Камерон неторопливо вылез из Нининой машины и огляделся. На стоянке все было спокойно.
Расхаживая вокруг черной махины, он разглядывал ее, словно покупатель, выбирающий лучшую модель. Постучал ногой по шинам, щелкнул пальцем по крыше и остался доволен. Добротная работа. В старые добрые времена вещи срабатывались на славу. Янссен и Беккер из гаагской пожарной охраны были бы в восторге от этого агрегата, если бы им предстояло совершить рискованный трюк именно в нем.
Он подергал дверцу со стороны водителя, и она поддалась. Камерон залез внутрь, пристроился за рулем и захлопнул дверцу, с тихим звуком вошедшую в пазы. Пахнуло приятным запахом добротной кожи. Надо же, даже радиоприемник работает, не говоря уже о встроенных лампочках. Тут же вспомнились хриплые звуки, которые с таким упоением извлекал из своего довоенного приемника отец и, поймав нужную волну, часами ловил кайф…
Итак, все идет своим чередом и пока что как по маслу. Крыша, изнуряющая жара, но ведь потом ливень. Окно Нины, которое. запросто могло быть заперто на задвижку, но оказалось открытым. Дверь лифта. Она тоже могла быть на замке, раз вела в монтажную. Размышляя над этим, Камерон нажимал различные кнопки, открывающие окна, включающие отопление и так далее. Все работало безукоризненно. Крыша над; головой казалась несокрушимой, стекла в полном порядке, без единой трещинки, дверь открывалась без сучка и задоринки.
Так, что еще? Камерон зажег спичку и осмотрел коврики под ногами. Они — также не внушали никаких подозрений.
Через пару минут вернулась Нина. Возникнув перед машиной, она молча уставилась на Камерона.
— Хорошо, как в гробу, — поведал он, сопровождая это нелепое замечание коротким смешком.
— Он ждет тебя в номере, — бесстрастно произнесла девушка.
— Понял. С этой малышкой придется на время расстаться. До утра. А там… Может, и рискну. На моих условиях. Пусть снабдит ее запаской и даст мне время хорошенько подготовиться.
Что еще сказать ей, как объяснить… Ничего умного в голову не приходило, и он добавил:
— Отправляйся к себе, Нина. Обо мне не волнуйся.
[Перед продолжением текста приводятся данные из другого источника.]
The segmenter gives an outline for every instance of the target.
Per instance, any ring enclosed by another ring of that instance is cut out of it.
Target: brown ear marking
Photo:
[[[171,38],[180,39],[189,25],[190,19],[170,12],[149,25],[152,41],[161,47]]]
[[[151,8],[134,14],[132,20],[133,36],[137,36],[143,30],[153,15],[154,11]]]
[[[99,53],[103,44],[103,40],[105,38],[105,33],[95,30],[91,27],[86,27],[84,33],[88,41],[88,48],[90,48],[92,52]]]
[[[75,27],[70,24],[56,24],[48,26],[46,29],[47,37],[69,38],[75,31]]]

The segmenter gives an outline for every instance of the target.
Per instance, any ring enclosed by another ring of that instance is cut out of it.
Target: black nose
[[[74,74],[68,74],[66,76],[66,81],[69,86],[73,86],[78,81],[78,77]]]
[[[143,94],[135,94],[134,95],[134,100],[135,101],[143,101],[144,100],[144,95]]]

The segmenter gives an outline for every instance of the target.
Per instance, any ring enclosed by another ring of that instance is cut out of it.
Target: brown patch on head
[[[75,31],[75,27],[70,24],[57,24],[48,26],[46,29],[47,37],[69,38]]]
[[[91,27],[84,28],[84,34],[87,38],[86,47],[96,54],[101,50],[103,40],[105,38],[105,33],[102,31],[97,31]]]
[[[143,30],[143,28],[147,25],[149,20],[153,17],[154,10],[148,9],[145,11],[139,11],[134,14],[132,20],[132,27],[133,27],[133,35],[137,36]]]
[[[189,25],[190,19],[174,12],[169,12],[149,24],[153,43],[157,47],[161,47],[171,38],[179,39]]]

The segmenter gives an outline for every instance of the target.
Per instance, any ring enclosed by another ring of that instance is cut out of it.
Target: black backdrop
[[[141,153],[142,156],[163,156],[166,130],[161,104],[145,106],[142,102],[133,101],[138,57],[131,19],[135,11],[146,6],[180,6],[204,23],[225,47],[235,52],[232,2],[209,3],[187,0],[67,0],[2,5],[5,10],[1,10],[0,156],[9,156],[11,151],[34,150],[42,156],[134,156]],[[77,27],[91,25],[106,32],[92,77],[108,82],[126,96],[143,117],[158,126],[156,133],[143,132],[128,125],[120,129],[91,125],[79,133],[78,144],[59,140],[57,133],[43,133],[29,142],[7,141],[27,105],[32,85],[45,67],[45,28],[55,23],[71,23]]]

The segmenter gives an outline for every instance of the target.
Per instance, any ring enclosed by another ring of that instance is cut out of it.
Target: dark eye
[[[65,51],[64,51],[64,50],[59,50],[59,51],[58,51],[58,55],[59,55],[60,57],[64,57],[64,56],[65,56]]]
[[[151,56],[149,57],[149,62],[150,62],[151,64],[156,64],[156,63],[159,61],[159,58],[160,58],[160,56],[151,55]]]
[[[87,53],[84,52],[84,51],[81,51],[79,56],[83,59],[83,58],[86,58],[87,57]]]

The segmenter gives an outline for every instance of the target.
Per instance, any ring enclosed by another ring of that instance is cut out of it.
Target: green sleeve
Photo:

Он решил не пользоваться входной дверью, а взобрался на веранду, а с нее на карниз. Это было детскими играми по сравнению с тем, что ему пришлось проделывать раньше. Ну, еще пара заноз. Камерон выкусил их из ладоней и только теперь обратил внимание, что его руки покрылись рубцами и кровоточащими ссадинами. Цепляясь за стену, он подобрался к той стороне, что поближе к морю, и открыл окно. Это был номер режиссера. Отлично, он не ошибся.
Комната освещалась лишь неверным светом свечи.
Камерjн влез на подоконник и оцепенел. Ну и сцена! На узкой односпальной кровати на спине лежал Готтшалк в белом махровом халате, в глубине комнаты неясно виднелась фигура Нины, застывшей, как египетское изображение на древней стеле. На маленьком столике мерцала одинокая свечка, пламя которой время от времени сбивалось под легкими порывами ветерка из раскрытого им окна.